BORNEONEWS, Tamiang Layang - Dinas Lingkungan Hidup (DLH) Kabupaten Barito Timur akan membentuk tim pengecekan dan pengambilan sample air baku yang disalurkan ke rumah karyawan PT Bhadra Cemerlang (BCL).

"Kita bentuk tim dan segera akan kita turunkan ke lokasi yang diduga air yang digunakan karyawan sehari-hari tercemar," ucap Plt Kepala DLH Bartim, Lurikto, Sabtu 29 Februari 2020.

Pihaknya juga mengkonfirmasi kepada pihak PT BCL terkait pemberitaan yang beredar, sehingga ternyata benar maka diharapkan ada pembenahan agar bisa lebih baik lagi ke depannya.

Lurikto juga mengajak semua pihak untuk saling bersinergitas dalam rangka melakukan pengawasan dan pengontrolan terhadap aktivitas perusahaan yang bisa merusak ekosistem lingkungan.

Sebelumnya pantauan di perusahaan PT BCL di Kecamatan Patangkep Tutui, diketahui sumber air yang disalurkan ke komplek perumahan karyawan yang di antaranya berada di Afedeling Charli, Delta, dan Echo tidak adanya penyaringan air bersih, namun hanya ada mesin penyedot dan pipa panjang yang langsung disalurkan ke rumah karyawan dengan kondisi berlumpur dan bau.

Kondisi tempat penyaluran air dikelilingi pohon sawit yang saat ini dalam tahapan pemeliharaan oleh pekerja kebun, sehingga diduga sering dilakukan penyemprotan zat kimia yang digunakan untuk buah sawit berbuah.

Dengan diduganya air yang tercemar, membuat para karyawan tidak mendapatkan kelayakan air bersih, sehingga tidak dapat dikonsumsi hanya dapat digunakan untuk mencuci dan bersih.
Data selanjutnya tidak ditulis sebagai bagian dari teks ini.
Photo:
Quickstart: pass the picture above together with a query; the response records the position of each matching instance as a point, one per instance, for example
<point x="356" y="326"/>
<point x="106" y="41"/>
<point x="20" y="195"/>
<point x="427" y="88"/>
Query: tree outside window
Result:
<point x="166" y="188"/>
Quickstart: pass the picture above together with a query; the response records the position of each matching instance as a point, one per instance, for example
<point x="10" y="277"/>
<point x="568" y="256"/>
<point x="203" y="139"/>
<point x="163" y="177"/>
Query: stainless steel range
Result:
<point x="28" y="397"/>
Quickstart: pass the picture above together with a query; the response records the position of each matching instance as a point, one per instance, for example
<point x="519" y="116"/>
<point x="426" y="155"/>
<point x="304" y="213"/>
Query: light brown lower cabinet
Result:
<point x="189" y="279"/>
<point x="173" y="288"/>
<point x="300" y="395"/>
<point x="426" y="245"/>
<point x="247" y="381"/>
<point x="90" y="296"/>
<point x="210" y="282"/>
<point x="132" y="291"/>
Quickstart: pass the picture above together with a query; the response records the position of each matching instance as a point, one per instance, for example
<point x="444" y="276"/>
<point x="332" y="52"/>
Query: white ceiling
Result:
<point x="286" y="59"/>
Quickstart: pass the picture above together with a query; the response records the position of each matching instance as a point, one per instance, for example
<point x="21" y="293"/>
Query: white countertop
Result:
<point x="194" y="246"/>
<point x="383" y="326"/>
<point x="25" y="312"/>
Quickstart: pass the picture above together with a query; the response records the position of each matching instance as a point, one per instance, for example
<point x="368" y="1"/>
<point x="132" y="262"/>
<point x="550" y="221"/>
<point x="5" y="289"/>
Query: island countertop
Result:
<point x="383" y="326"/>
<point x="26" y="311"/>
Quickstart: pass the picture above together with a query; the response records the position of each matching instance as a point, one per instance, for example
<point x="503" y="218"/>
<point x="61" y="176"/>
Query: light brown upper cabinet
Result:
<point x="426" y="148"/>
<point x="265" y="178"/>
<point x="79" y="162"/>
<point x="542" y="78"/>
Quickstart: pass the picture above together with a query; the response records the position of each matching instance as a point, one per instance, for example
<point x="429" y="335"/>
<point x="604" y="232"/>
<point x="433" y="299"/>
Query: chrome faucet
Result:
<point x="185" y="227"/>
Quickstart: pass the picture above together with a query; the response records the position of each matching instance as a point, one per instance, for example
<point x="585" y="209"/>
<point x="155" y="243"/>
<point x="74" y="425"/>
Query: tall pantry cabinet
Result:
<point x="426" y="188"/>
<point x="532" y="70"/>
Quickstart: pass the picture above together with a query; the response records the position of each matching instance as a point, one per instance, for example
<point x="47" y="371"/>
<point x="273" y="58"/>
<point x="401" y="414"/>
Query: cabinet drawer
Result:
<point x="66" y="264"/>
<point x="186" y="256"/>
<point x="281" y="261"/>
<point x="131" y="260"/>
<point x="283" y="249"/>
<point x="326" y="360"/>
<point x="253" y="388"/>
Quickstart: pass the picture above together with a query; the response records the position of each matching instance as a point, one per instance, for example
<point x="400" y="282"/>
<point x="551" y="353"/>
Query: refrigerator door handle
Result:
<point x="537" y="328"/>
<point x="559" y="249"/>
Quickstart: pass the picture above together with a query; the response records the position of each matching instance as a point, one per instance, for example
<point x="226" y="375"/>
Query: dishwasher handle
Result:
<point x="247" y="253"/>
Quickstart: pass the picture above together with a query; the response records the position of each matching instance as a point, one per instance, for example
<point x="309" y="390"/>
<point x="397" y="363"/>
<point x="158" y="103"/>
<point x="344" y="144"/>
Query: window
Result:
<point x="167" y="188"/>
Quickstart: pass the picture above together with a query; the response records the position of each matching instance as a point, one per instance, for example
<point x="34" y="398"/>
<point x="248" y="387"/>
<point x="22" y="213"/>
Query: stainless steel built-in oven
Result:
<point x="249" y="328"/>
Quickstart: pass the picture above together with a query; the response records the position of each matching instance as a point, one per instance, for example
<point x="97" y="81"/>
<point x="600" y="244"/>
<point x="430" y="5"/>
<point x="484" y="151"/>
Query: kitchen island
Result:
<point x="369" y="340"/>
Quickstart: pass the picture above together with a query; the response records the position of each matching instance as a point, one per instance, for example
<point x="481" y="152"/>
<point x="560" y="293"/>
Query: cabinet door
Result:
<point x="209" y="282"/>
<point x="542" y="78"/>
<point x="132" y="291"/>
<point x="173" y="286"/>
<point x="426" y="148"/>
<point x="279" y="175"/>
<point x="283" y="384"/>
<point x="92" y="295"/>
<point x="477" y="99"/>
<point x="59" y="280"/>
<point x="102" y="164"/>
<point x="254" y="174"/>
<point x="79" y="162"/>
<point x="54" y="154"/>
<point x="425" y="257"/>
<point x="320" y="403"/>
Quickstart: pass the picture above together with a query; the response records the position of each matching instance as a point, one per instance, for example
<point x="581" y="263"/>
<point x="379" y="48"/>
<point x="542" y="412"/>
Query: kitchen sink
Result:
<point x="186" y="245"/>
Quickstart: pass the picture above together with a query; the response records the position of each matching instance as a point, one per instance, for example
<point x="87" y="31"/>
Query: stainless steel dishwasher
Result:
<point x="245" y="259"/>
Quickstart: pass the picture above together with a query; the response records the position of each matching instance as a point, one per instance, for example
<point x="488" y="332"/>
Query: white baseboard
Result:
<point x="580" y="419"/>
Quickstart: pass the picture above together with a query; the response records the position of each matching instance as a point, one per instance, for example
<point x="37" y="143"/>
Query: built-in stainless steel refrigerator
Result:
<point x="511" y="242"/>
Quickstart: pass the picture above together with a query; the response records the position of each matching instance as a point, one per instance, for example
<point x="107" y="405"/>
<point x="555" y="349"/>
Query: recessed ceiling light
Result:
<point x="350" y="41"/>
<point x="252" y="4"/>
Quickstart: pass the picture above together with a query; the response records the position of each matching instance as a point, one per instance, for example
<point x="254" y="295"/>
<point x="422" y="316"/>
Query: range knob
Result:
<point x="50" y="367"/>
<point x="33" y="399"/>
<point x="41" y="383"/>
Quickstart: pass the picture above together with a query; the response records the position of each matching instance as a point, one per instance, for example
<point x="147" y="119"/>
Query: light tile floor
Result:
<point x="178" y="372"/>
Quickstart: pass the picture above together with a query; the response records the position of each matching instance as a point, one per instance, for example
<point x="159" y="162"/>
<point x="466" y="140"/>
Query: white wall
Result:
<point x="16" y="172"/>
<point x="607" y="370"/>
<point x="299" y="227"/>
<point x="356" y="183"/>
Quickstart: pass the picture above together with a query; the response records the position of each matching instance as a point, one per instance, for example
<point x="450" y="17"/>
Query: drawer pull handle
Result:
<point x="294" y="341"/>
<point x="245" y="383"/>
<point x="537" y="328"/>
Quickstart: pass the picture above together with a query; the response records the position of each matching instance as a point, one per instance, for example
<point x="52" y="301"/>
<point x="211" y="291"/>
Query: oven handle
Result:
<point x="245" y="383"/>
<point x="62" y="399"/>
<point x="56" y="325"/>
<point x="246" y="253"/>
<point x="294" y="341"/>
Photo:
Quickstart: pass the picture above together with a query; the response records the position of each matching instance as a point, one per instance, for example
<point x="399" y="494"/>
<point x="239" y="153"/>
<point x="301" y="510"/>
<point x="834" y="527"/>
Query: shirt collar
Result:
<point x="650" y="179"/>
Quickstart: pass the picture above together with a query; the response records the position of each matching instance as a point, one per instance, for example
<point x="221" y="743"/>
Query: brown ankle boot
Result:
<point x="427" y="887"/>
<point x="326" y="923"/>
Sehingga selama ini untuk menndapatkan air bersih yang dapat dikonsumsi para karyawan harus membeli air galon setiap hari.

Sementara itu Humas PT BCL Iwan mengatakan air yang disalurkam ke rumah karyawan tidak benar apa yang didugakan perusahaan telah menyalurkan air tercemar untuk dikonsumsi karyawan.

"Air ini memang tidak kami sarankan untuk dikonsumsi, tapi hanya untuk MCK. Air ini sebelum dialirkan ke rumah karyawan, masuk dulu ke tandon penampungan yang terletak di perumahan karyawan, bahwa saat ini ada tandon yg rusak mungkin bisa saja terjadi," ujarnya saat dikonfirmasi via App Whatsapp.

Lanjutnya, perusahaan juga telah melakukan berkala uji laboratorium kualitas air. Di sisi lain PT BCL sudah mengantongi sertifikat kebun berkelanjutan yaitu sertifikat Indonesian Sustainable Palm Oil (ISPO).